Repeat step \(2\) for each value of \(\lambda\) over the grid and find the value of \(\lambda\) that gives the smallest cross-validation prediction error.
Find the estimated parameter \(\hat{\boldsymbol{\beta}}\) corresponding to the selected \(\lambda\), and compute the sandwich covariance matrix by Equation ((7)).

3 The PGEE package

The R package PGEE consists of three core functions: CVfit, PGEE, and MGEE, respectively. The main function PGEE fits PGEEs to the longitudinal data with high-dimensional covariates. Prior to model fitting with PGEE, the cross-validated tuning parameter should be computed via the function CVfit. The package also includes the function MGEE which fits the unpenalized GEEs to the data. The PGEE and MGEE functions are written by the authors. The R package PGEE depends on the R packages MASS (Ripley 2015) and mvtnorm (Genz et al. 2015) only.

In this section, we introduce the input arguments of the functions CVfit and PGEE, whereas the function MGEE shares the same arguments with the function PGEE except the arguments lambda, pindex, and eps.

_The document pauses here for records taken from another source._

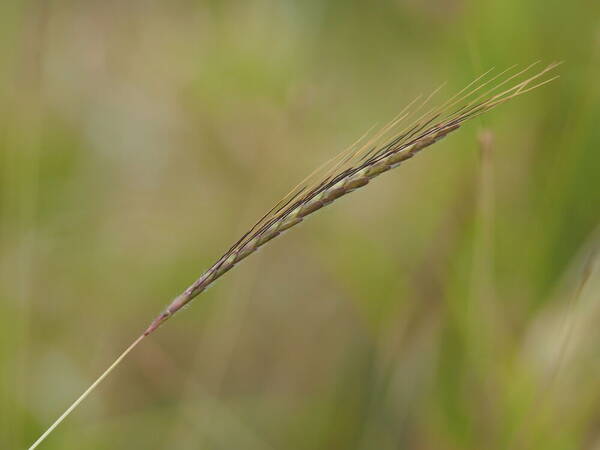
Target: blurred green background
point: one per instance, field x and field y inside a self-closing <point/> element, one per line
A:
<point x="437" y="309"/>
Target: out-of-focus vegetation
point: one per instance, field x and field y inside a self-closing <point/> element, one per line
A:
<point x="437" y="309"/>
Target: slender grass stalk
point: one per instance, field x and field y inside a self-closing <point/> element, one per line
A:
<point x="350" y="170"/>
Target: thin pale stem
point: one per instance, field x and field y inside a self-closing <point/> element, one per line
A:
<point x="87" y="392"/>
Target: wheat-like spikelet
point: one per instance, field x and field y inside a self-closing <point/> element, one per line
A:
<point x="355" y="169"/>
<point x="347" y="172"/>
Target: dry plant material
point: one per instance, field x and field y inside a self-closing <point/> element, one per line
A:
<point x="403" y="138"/>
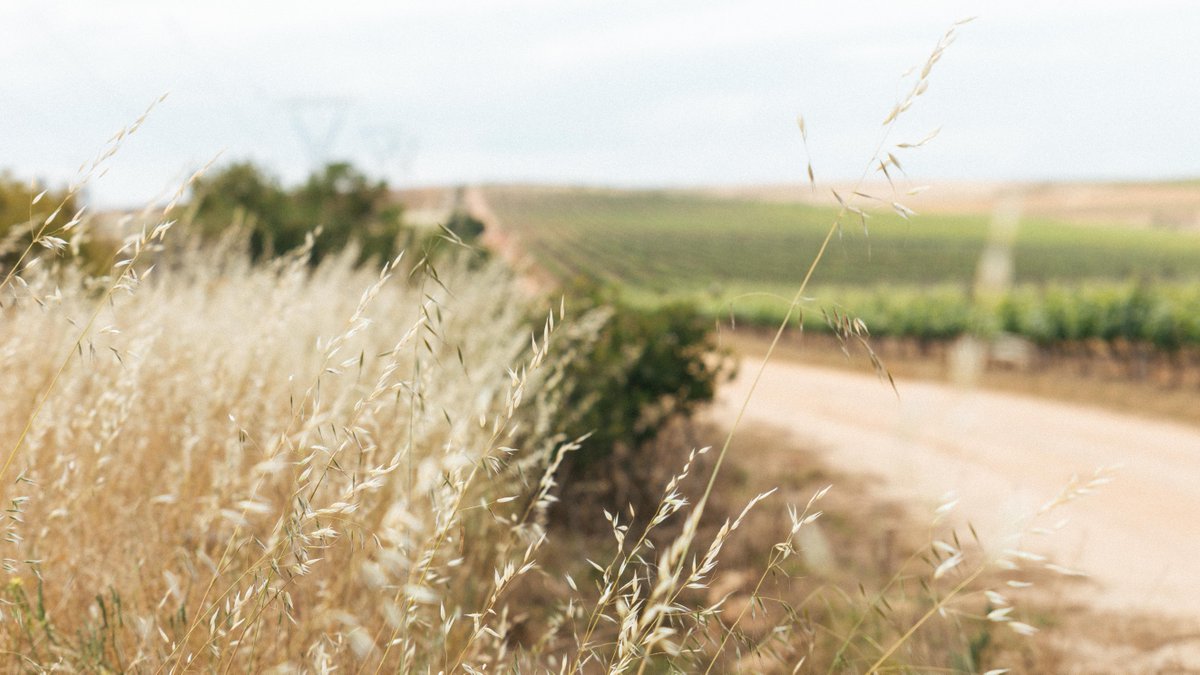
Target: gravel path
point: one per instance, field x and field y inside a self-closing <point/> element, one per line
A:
<point x="1005" y="455"/>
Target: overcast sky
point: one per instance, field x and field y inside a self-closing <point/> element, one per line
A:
<point x="672" y="93"/>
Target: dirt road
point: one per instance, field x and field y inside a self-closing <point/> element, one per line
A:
<point x="1005" y="455"/>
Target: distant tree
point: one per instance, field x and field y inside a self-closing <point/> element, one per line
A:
<point x="341" y="201"/>
<point x="244" y="195"/>
<point x="348" y="205"/>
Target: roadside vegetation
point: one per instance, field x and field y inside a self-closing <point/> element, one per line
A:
<point x="240" y="446"/>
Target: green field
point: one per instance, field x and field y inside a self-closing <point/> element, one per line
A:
<point x="675" y="242"/>
<point x="905" y="278"/>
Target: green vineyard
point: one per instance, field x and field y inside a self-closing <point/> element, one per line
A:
<point x="743" y="260"/>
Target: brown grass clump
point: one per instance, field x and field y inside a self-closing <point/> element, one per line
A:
<point x="238" y="469"/>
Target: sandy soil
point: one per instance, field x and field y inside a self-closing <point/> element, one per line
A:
<point x="1005" y="455"/>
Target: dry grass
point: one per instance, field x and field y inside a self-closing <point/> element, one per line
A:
<point x="234" y="469"/>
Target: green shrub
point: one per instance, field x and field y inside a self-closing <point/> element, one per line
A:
<point x="643" y="369"/>
<point x="343" y="203"/>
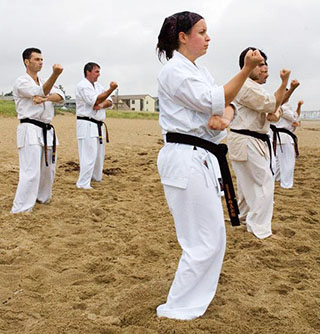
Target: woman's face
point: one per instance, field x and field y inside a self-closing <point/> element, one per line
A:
<point x="197" y="42"/>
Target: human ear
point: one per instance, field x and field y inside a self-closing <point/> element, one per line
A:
<point x="182" y="37"/>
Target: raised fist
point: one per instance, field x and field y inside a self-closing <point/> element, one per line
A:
<point x="253" y="58"/>
<point x="284" y="74"/>
<point x="57" y="69"/>
<point x="113" y="85"/>
<point x="294" y="83"/>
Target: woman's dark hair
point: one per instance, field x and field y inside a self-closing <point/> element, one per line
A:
<point x="244" y="52"/>
<point x="168" y="39"/>
<point x="27" y="53"/>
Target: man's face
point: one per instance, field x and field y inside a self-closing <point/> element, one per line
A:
<point x="255" y="73"/>
<point x="93" y="75"/>
<point x="34" y="64"/>
<point x="263" y="75"/>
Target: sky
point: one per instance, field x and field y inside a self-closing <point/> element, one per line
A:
<point x="121" y="36"/>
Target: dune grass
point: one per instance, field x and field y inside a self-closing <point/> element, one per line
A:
<point x="7" y="109"/>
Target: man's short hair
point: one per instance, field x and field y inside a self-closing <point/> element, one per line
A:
<point x="26" y="54"/>
<point x="89" y="67"/>
<point x="244" y="52"/>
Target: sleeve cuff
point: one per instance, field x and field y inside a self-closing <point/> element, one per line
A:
<point x="218" y="101"/>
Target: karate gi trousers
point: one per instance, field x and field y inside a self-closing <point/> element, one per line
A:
<point x="255" y="185"/>
<point x="200" y="229"/>
<point x="285" y="165"/>
<point x="35" y="178"/>
<point x="91" y="157"/>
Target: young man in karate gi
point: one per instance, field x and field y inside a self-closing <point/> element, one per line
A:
<point x="34" y="100"/>
<point x="91" y="99"/>
<point x="250" y="156"/>
<point x="285" y="157"/>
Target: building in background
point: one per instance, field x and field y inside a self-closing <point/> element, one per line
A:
<point x="135" y="102"/>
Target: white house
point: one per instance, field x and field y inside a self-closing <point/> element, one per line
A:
<point x="134" y="102"/>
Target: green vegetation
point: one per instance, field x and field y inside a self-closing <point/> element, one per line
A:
<point x="132" y="114"/>
<point x="7" y="108"/>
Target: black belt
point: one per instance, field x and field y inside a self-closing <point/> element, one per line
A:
<point x="220" y="151"/>
<point x="262" y="136"/>
<point x="99" y="124"/>
<point x="45" y="127"/>
<point x="276" y="132"/>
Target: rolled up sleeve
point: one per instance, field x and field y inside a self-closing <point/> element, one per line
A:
<point x="257" y="100"/>
<point x="26" y="88"/>
<point x="89" y="96"/>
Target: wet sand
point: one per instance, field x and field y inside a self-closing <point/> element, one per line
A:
<point x="99" y="261"/>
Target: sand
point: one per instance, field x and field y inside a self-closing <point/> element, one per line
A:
<point x="99" y="261"/>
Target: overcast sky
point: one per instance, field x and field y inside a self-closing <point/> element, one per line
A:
<point x="121" y="36"/>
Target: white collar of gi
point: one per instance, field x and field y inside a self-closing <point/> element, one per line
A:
<point x="177" y="54"/>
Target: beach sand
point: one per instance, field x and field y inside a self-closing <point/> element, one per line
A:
<point x="100" y="261"/>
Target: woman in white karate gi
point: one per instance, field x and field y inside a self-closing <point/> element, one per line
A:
<point x="191" y="103"/>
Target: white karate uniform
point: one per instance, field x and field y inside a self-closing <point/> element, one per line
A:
<point x="188" y="96"/>
<point x="250" y="158"/>
<point x="91" y="151"/>
<point x="285" y="150"/>
<point x="35" y="178"/>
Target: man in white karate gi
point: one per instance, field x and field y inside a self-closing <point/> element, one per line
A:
<point x="36" y="140"/>
<point x="91" y="99"/>
<point x="249" y="150"/>
<point x="285" y="157"/>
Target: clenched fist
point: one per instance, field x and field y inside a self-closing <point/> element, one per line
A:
<point x="113" y="85"/>
<point x="294" y="84"/>
<point x="284" y="74"/>
<point x="57" y="69"/>
<point x="253" y="58"/>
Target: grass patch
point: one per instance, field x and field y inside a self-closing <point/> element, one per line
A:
<point x="8" y="109"/>
<point x="132" y="114"/>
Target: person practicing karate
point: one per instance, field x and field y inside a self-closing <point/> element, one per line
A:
<point x="91" y="100"/>
<point x="194" y="112"/>
<point x="287" y="143"/>
<point x="250" y="149"/>
<point x="36" y="139"/>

The usage and input arguments of CVfit function are summarized as follows:

CVfit(formula, id, data, family, scale.fix = TRUE, scale.value = 1, fold, lambda.vec, 
pindex, eps, maxiter, tol)

The function CVfit applies the step \(3\) in the estimation algorithm in Section 2.4 via Equation ((9)). It uses the function PGEE inside such that both functions share common input arguments. The input argument formula is a formula expression in the form of response predictors as in lm and glm functions. The argument id is a vector for identifying subjects/clusters and the argument data is a data frame which stores the response and covariates in formula with id variable as in gee function in R package gee. Please note that the function PGEE requires the covariates to be numeric variables and does not work with factor covariates. The argument family is a list of functions and expressions for defining link and variance functions. While families supported in the R package PGEE are binomial, gaussian, gamma, and poisson, link functions supported are identity, log, logit, inverse, probit, and cloglog. The argument scale.fix is a logical variable. The default value is TRUE. On the other hand, if scale.fix = TRUE, scale.value assigns a numeric value to which the scale parameter should be fixed at. Otherwise, the default value is 1. The arguments fold, pindex, and eps are the main buildings of the function CVfit for cross-validation. The argument fold is the number of folds used in cross-validation. The argument lambda.vec is a vector of tuning parameters used in cross-validation. The argument pindex is an index vector showing the parameters which are not subject to penalization. The default value is NULL. However, in case of a model with intercept, the intercept parameter should be never penalized. The argument eps is a numerical value for the \(\epsilon\) used in Equation ((6)). The default value is \(10^{-6}\). The argument maxiter is the number of iterations that is used in the estimation algorithm. The default value is \(30\). The argument tol is the tolerance level that is used in the estimation algorithm to evaluate algorithm convergence. The default value is \(10^{-3}\). The function CVfit returns an object class of CVfit. Applying the function print to the object returned by function CVfit provides detailed information related to cross-validation and gives the value of \(\lambda\) that minimizes the cross-validated value of prediction error.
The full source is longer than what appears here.